Mercredi 23 avril 2008

            Bien longtemps que je ne suis allé m’asseoir à la terrasse du Marégraphe, le soleil revenu ce mardi après-midi m’y incite. De l’autre côté de la Seine se font entendre des guitares et des percussions. On répète au Cent Six pour le concert du soir. C’est parfait, cela efface la nuisible radio privée que diffuse le Marégraphe jusqu’à l’extérieur.

            A la table voisine, un quinquagénaire ventru soigne son diabète en commandant deux desserts, une mousse au chocolat et une île flottante. Il digère en lisant Paris Normandie. « La méningite frappe un enfant de deux ans », c’est le titre principal du journal local. J’imagine les cinq doigts marqués sur la joue de ce malheureux bambin après que la méningite l’a frappé.

            Je cesse de divaguer et me mets à ma lecture : les Mémoires de la marquise de La Tour du Pin publiés au Mercure de France dans la collection Le Temps Retrouvé, un ouvrage préfacé par son descendant le comte Christian de Liedekerke Beaufort.
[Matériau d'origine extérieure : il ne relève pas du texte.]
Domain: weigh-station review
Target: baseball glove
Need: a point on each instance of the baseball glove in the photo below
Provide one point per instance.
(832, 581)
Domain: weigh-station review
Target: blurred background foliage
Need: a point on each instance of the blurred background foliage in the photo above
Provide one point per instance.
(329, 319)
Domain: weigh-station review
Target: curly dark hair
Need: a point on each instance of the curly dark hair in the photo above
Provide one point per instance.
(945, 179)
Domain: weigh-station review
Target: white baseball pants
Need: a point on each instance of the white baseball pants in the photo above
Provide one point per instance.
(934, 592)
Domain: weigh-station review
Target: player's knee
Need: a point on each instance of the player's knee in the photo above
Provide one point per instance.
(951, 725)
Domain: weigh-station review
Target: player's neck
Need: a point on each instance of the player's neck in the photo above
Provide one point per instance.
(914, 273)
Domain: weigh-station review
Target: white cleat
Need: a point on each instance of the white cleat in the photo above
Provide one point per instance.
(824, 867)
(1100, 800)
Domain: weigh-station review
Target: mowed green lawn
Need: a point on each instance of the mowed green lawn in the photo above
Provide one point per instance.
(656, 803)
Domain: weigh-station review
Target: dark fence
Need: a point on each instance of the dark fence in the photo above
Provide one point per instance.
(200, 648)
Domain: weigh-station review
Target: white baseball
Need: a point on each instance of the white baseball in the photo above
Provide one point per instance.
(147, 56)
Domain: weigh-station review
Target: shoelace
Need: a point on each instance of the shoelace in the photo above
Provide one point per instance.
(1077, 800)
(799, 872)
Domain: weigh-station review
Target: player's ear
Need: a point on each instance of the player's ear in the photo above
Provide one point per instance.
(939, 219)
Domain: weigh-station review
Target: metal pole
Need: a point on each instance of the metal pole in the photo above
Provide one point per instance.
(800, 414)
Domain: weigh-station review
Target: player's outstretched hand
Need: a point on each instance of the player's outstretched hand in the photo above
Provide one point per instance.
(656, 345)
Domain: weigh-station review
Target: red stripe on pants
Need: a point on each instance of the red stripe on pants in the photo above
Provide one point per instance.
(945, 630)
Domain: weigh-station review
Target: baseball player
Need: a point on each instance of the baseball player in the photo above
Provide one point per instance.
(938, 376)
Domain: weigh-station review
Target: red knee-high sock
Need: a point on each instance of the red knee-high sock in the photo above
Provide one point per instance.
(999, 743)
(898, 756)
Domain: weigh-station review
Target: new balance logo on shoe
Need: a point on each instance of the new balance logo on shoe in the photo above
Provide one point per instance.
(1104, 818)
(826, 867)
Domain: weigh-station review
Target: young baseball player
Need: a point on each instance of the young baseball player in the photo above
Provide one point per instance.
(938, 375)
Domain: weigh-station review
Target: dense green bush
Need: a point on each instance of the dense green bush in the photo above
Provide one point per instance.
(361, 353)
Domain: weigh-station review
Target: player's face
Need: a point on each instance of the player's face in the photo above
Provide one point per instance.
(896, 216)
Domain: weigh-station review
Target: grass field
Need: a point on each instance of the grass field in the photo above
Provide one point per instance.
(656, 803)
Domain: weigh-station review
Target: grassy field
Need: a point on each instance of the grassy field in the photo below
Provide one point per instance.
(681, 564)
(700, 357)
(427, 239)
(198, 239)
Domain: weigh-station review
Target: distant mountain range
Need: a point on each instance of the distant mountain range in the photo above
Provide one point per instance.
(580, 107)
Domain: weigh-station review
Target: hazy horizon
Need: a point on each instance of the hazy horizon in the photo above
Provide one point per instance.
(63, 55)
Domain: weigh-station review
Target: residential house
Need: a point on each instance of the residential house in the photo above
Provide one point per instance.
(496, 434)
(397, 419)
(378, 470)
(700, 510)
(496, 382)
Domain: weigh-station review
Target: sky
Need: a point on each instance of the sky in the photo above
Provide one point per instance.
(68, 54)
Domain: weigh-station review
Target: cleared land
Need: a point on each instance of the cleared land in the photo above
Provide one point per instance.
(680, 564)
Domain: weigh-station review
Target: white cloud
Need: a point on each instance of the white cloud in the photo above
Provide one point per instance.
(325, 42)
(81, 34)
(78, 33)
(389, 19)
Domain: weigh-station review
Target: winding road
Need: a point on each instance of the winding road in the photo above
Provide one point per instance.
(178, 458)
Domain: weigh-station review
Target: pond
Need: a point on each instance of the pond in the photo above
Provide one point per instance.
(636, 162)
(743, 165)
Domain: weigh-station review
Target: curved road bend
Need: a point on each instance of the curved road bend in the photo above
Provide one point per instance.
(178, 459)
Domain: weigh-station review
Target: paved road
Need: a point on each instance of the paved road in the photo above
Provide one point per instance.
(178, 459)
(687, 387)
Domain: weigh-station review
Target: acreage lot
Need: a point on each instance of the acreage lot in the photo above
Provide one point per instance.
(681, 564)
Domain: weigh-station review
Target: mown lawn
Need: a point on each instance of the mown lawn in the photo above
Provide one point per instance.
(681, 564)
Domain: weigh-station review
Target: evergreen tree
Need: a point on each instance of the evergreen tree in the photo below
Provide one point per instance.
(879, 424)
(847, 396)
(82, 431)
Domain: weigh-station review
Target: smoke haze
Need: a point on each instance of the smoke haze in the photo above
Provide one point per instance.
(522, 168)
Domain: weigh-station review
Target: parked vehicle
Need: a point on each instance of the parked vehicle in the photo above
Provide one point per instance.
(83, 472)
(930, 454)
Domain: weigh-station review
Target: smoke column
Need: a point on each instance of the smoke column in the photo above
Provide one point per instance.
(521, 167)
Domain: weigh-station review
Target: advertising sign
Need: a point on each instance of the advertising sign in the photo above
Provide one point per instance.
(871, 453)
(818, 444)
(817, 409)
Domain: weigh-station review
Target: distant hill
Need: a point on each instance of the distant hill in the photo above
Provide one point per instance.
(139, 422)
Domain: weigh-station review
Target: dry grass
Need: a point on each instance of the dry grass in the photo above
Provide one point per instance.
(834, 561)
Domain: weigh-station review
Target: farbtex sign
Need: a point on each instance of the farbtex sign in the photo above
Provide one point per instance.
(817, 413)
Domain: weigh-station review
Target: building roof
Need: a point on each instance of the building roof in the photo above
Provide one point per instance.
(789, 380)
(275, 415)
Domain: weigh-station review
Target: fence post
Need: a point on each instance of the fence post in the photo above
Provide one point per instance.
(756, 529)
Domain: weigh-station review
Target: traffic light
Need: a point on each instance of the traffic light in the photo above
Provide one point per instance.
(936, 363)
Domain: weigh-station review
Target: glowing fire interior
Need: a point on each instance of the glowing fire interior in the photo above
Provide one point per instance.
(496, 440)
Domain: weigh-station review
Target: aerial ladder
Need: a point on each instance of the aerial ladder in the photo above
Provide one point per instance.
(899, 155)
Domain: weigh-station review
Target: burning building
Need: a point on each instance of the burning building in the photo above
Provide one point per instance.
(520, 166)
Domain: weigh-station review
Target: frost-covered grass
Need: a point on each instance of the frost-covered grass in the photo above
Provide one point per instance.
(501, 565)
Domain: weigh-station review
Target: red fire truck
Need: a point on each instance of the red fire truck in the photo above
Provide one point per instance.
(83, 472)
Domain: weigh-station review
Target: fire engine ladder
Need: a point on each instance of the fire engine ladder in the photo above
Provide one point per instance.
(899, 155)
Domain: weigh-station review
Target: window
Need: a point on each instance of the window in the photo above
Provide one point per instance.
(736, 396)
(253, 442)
            Quand on écrit un livre, c’est presque toujours avec l’intention qu’il soit lu avant ou après sa mort, écrit la marquise. Mais je n’écris pas un livre. Quoi donc ? Un journal de ma vie simplement. Elle ajoute : il faut se connaître et ce n’est pas à cinquante ans qu’il aurait fallu commencer. Qu’importe, ce n’est pas trop tard et j’aime bien ce qu’elle écrit.

            Voici sa description de Louis le Seizième, qu’elle rencontre deux ans avant qu’il ne soit raccourci : C’était un gros homme, de cinq pieds six à sept pouces de taille, avec les épaules hautes, ayant la plus mauvaise tournure qu’on pût voir, l’air d’un paysan marchant en se dandinant à la suite de sa charrue…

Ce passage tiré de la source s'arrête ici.